The Lubitsch Touch

Miriam Hopkins, Herbert Marshall, and Kay Francis in Trouble in Paradise (1932)

In the last few days, I have been watching three pre-Code films that Ernst Lubitsch directed for Paramount in three successive years. They all starred Miriam Hopkins and were a delight to watch. In his book The American Cinema: Directors and Directions 1929-1968, film critic Andrew Sarris writes about the director’s attention to manners:

What are manners, after all, but the limits to man’s presumption, a recognition that we all eventually lose the game of life but that we should still play the game according to the rules. A poignant sadness infiltrates the director’s gayest moments, and it is this counterpoint between sadness and gaiety that represents the Lubitsch touch, and not the leering humor of closed doors.

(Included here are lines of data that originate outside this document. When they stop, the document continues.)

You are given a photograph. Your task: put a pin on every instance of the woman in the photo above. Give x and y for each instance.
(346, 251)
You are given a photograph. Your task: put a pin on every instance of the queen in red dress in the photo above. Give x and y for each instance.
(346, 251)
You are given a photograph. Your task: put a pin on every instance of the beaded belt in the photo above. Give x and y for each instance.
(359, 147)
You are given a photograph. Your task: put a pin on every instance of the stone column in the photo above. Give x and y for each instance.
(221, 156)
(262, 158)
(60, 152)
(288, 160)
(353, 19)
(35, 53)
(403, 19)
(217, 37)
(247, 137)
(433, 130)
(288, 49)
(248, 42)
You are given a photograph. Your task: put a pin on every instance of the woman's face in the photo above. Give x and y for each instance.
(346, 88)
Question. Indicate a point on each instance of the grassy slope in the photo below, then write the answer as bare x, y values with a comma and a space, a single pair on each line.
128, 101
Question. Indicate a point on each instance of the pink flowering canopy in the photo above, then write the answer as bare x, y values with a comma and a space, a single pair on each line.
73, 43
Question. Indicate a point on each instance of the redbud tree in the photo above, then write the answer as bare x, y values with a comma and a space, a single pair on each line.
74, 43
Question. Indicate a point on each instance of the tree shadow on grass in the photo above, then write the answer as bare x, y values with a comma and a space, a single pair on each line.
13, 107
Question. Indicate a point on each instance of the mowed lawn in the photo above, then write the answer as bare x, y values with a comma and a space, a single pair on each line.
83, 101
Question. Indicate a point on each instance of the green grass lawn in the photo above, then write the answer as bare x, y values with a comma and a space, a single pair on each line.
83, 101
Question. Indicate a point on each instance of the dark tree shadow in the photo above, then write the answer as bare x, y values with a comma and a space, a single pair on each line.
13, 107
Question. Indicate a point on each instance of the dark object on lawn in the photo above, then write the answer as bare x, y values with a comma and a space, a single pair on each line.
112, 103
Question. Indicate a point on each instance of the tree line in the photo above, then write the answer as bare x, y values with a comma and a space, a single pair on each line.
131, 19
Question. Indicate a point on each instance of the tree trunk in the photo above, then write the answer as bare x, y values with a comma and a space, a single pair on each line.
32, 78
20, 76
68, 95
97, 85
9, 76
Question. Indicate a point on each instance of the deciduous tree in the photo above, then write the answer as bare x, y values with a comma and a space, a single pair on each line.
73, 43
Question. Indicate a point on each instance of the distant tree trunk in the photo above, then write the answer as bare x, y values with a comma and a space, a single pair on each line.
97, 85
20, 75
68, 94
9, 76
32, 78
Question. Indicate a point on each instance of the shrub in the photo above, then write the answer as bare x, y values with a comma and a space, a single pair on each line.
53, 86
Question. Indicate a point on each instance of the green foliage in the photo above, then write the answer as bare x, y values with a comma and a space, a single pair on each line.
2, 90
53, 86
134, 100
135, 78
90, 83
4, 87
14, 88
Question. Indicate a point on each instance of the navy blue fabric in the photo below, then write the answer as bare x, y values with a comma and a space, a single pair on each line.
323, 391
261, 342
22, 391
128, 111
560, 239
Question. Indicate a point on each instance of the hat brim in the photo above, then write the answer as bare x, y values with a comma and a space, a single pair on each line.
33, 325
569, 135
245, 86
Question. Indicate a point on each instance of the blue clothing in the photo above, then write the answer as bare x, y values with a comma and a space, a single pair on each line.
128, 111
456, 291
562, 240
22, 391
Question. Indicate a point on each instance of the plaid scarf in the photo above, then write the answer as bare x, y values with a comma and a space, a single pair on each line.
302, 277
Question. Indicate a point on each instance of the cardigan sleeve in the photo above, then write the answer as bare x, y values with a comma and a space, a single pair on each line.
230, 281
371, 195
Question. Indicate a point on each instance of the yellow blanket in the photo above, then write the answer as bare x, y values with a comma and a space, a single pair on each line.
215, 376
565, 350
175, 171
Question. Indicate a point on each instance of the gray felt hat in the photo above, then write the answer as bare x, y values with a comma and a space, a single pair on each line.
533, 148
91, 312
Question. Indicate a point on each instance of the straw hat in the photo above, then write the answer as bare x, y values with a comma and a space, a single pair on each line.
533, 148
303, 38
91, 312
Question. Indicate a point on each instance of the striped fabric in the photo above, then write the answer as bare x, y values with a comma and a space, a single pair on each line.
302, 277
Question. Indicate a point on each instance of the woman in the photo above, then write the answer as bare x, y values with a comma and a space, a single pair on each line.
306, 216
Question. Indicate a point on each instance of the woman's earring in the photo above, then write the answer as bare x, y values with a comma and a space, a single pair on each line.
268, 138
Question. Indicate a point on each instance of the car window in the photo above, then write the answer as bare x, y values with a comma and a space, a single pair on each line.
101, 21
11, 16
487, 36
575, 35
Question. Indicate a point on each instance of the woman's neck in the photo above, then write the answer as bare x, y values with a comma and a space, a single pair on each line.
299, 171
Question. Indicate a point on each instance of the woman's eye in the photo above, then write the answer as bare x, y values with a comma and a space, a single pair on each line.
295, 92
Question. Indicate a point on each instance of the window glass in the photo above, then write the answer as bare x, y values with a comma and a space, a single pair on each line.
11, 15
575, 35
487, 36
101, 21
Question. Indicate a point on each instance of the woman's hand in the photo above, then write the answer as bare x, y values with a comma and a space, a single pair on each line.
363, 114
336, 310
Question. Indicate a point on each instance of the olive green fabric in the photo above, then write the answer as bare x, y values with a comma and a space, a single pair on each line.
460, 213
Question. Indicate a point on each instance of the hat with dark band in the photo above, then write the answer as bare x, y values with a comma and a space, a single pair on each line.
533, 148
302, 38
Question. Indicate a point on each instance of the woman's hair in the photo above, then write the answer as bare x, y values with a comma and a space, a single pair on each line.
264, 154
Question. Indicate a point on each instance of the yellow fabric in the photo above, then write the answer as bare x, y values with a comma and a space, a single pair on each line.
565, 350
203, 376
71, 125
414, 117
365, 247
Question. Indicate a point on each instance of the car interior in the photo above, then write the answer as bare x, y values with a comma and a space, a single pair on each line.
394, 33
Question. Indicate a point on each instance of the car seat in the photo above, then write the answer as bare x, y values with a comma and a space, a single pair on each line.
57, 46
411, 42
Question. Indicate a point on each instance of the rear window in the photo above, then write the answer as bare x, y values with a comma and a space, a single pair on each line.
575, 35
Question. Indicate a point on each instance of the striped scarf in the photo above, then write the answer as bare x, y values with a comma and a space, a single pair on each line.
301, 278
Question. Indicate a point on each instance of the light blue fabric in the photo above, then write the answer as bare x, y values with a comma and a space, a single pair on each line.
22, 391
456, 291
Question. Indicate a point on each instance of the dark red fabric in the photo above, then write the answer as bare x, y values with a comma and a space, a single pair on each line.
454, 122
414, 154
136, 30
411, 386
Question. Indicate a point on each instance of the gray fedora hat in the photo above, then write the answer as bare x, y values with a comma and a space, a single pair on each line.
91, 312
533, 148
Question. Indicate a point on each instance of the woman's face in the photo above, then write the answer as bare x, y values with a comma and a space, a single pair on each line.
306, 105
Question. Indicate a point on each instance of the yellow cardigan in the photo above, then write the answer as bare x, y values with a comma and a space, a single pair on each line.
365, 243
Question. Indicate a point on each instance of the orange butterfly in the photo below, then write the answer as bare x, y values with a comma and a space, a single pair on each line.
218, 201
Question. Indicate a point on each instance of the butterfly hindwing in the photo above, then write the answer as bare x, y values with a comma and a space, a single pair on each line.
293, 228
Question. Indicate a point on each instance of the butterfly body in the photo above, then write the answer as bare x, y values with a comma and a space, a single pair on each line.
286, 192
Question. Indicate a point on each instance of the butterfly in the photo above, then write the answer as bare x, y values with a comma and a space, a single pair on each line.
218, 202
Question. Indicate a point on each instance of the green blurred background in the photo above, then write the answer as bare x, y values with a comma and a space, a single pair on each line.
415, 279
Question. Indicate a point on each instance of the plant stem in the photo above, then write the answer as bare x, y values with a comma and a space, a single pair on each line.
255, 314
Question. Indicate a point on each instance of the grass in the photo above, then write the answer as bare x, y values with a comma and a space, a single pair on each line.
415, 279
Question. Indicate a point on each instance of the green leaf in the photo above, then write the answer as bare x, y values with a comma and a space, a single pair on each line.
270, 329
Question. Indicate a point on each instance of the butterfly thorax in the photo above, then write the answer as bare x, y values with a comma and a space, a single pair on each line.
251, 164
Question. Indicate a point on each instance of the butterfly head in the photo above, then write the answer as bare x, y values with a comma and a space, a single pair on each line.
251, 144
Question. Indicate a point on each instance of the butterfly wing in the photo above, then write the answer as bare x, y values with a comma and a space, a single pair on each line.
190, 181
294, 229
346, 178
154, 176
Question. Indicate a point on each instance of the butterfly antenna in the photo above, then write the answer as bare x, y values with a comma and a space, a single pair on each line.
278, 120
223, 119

My favorite of the three films is Trouble in Paradise, about two con artists/thieves/pickpockets played by Miriam Hopkins and Herbert Marshall. They prey upon the wealthy Kay Francis—except that Marshall begins to fall for her to Hopkins’s disgust. How Marshall leaves both women happy is utterly delightful.

Poster for Design for Living (1933)

The subject of Design for Living is a ménage à quatre between Miriam Hopkins, Fredric March, Gary Cooper, and Edward Everett Horton. This being a pre-Code picture made before July 1934, Design for Living gets away with salacious sexual suggestiveness that wasn’t seen again in Hollywood until the 1970s. What gets me is how a film with so much envy and yearning was made with such a light touch.

Lobby Card for The Smiling Lieutenant (1931)

Finally, I saw (for the first time) The Smiling Lieutenant, in which Maurice Chevalier gets away with several capital crimes, including stepping out on his wife who is a royal princess. The princess, played by Hopkins, finally gets a talking-to by Claudette Colbert, who plays the leader of a beer garden all-girl band. Again, the result is a satisfying but highly unusual happy ending of a story which more frequently leads to depression and even suicide.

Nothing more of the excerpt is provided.